Training Calendar

An Introduction to Machine Learning using Stata - Co-Developed with Lancaster University

Online 2 days (11th June 2024 - 12th June 2024) Stata Intermediate, Introductory
Delivered by: Dr. Giovanni Cerulli, IRCrES-CNR
Automation, Big Data, Data Management, Programming, Statistics

Overview

Instructor: Dr Giovanni Cerulli

After the course, you can expect to achieve the following learning outcomes:

  • Comprehensive Understanding of Stata's Machine Learning Capabilities.
    • Participants will gain a deep understanding of how to leverage Stata's various machine learning packages. This includes proficiency in applying machine learning techniques for data analysis, with an emphasis on practical implementation.
  • Mastering Research Tasks.
    • Participants will be equipped with the skills to master essential research tasks, such as factor-importance detection, signal-from-noise extraction, correct model specification, and model-free classification. This proficiency extends to both data-mining and causal perspectives.
  • Graphical Language and Intuitive Approach.
    • The course emphasizes a graphical language and intuitive understanding over algebraic methods. Participants will develop the ability to visually interpret and communicate results, fostering a practical and applied approach to machine learning with Stata.

This course is a primer to any more advanced machine learning courses within Stata.

After attending this course you will receive a signed certificate of attendance as proof of professional development.

The course is delivered by Dr Giovanni Cerulli (Researcher at IRCrES-CNR, Research Institute on Sustainable Economic Growth, National Research Council of Italy) .

Meet Dr Giovanni Cerulli, giving an overview of the course.

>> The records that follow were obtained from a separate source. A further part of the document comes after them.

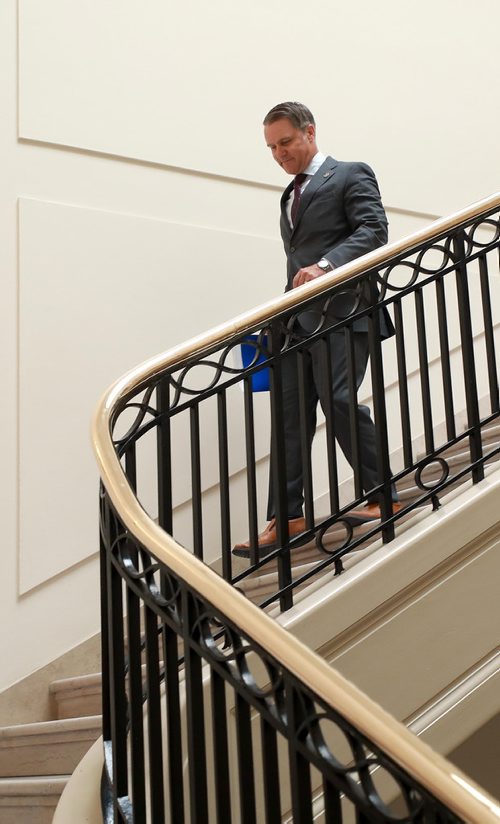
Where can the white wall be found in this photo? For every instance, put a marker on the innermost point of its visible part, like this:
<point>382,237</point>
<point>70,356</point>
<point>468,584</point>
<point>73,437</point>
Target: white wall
<point>139,206</point>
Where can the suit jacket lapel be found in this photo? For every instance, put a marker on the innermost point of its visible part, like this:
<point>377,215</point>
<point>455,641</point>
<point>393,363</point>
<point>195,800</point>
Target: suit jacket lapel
<point>324,173</point>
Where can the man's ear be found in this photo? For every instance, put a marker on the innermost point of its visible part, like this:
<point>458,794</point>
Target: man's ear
<point>311,132</point>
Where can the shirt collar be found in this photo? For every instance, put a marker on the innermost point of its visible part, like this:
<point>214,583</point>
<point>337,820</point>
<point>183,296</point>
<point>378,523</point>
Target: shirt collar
<point>317,161</point>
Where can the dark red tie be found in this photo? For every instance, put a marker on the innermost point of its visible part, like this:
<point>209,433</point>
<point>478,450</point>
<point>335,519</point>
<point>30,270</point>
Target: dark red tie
<point>297,183</point>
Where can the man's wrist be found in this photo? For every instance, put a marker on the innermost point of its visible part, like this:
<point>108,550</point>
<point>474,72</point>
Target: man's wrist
<point>324,265</point>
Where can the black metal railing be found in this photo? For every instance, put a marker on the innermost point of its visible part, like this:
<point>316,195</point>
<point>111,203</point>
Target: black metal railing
<point>212,712</point>
<point>193,435</point>
<point>225,717</point>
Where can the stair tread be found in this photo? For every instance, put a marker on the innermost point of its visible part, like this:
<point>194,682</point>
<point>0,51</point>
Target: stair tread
<point>64,727</point>
<point>76,682</point>
<point>33,784</point>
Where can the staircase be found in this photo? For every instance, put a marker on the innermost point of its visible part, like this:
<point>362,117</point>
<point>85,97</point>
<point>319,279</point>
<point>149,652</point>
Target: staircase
<point>36,760</point>
<point>264,581</point>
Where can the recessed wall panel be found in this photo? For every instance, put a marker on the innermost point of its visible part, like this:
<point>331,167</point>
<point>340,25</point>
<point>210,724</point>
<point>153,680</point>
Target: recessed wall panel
<point>100,292</point>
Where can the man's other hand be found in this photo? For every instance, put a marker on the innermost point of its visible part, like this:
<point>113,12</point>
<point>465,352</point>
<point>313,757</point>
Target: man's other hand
<point>306,274</point>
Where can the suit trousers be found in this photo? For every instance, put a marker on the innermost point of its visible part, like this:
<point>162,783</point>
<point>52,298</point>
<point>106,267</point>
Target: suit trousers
<point>317,386</point>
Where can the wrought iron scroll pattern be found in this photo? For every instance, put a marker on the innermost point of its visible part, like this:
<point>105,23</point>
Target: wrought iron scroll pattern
<point>188,385</point>
<point>345,759</point>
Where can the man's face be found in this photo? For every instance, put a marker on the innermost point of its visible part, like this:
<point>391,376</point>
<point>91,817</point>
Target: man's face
<point>292,148</point>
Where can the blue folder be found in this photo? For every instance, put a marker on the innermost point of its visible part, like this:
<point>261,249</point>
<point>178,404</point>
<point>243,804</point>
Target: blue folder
<point>251,356</point>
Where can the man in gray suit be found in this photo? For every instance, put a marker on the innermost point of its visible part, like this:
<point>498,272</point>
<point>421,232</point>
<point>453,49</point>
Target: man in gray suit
<point>331,213</point>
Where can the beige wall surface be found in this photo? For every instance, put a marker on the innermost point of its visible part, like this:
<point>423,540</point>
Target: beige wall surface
<point>139,207</point>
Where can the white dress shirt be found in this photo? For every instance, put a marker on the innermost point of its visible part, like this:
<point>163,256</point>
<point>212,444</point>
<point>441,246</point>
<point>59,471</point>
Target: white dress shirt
<point>317,161</point>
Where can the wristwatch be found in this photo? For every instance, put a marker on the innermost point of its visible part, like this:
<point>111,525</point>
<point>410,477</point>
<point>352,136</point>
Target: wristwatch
<point>325,265</point>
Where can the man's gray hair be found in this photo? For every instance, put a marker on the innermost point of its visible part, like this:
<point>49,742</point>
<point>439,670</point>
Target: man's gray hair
<point>298,114</point>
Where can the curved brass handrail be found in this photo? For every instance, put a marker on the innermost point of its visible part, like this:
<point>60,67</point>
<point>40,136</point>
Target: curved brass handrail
<point>448,784</point>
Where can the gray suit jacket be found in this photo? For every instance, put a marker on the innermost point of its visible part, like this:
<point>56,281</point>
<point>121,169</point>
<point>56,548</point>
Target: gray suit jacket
<point>340,217</point>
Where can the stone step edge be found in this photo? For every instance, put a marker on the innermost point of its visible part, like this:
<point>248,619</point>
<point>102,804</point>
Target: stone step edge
<point>62,730</point>
<point>26,790</point>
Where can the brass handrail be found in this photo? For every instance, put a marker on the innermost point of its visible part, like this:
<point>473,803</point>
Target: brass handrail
<point>465,798</point>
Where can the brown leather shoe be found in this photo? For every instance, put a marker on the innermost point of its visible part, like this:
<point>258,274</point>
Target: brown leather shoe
<point>267,540</point>
<point>369,512</point>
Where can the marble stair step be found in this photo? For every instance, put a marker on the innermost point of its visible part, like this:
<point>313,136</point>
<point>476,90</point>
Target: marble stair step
<point>30,800</point>
<point>78,696</point>
<point>48,747</point>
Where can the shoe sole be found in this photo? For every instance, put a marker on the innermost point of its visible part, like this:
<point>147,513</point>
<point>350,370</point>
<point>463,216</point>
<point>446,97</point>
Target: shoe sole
<point>265,550</point>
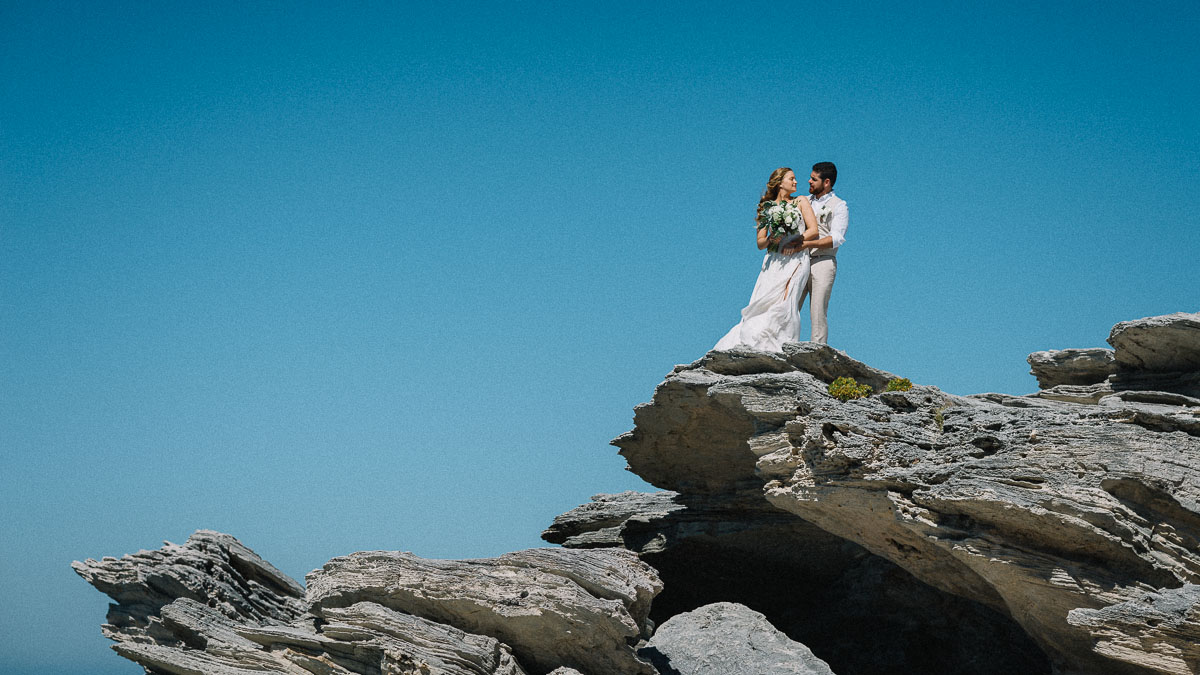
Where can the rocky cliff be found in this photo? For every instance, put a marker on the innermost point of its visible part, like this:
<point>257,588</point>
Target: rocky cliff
<point>907,531</point>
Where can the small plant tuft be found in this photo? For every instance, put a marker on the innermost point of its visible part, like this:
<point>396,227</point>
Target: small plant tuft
<point>846,388</point>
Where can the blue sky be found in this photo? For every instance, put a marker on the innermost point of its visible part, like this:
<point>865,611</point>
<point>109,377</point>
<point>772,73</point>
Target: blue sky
<point>381,276</point>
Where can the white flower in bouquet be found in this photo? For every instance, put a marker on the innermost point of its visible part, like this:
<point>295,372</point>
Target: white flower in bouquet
<point>780,219</point>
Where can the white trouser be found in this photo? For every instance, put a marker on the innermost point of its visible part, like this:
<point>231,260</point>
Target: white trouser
<point>821,275</point>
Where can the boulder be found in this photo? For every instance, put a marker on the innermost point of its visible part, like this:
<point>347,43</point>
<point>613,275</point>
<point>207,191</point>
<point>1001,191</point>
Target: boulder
<point>1158,344</point>
<point>582,609</point>
<point>1072,366</point>
<point>730,639</point>
<point>1031,507</point>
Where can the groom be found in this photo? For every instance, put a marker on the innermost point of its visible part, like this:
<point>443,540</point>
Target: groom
<point>833,217</point>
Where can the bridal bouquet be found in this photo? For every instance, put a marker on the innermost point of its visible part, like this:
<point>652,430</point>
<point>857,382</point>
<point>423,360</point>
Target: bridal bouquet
<point>781,219</point>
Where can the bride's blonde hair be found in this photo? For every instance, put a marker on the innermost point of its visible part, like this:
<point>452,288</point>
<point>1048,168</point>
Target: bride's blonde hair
<point>773,183</point>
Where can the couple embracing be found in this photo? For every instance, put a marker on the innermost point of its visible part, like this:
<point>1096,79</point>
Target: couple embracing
<point>802,236</point>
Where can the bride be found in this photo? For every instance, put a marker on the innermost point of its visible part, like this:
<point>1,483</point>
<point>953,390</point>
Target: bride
<point>773,315</point>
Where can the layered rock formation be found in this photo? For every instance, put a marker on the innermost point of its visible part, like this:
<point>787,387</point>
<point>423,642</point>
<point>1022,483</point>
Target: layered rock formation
<point>211,607</point>
<point>1153,359</point>
<point>909,531</point>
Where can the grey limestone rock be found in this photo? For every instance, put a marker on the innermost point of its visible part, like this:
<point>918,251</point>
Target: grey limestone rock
<point>213,607</point>
<point>213,569</point>
<point>1074,368</point>
<point>730,639</point>
<point>1158,344</point>
<point>1030,506</point>
<point>1152,358</point>
<point>583,609</point>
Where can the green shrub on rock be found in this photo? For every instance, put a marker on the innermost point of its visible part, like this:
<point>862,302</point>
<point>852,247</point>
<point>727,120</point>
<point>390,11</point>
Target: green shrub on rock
<point>846,388</point>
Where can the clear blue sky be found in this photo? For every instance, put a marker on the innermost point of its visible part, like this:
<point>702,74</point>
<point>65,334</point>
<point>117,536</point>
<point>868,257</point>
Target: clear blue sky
<point>379,276</point>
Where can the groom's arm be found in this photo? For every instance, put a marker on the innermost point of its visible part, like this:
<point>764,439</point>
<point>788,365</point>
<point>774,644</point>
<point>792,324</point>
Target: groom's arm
<point>838,227</point>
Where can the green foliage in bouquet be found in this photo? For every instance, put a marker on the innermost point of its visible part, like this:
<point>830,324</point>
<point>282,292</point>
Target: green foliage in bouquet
<point>846,388</point>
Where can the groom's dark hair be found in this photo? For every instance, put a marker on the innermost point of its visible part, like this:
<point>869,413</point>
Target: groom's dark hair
<point>826,169</point>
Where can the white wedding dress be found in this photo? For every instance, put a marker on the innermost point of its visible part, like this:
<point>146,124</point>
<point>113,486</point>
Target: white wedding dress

Watch Dr Giovanni Cerulli's expertly instructed Machine Learning Regression guide now. In this video demonstration, Giovanni uses the command r_ml_Stata. Some of the model types you are able to create from this command include Elastic net, Regression tree, Neural network, Boosting, Support Vector Machine and Bagging and random forests.

Topic Background:

Recent years have witnessed an unprecedented availability of information on social, economic, and health-related phenomena. Researchers, practitioners, and policymakers now have access to huge datasets (so-called “Big Data”) on people, companies and institutions, web and mobile devices, satellites, etc., at increasing speed and detail.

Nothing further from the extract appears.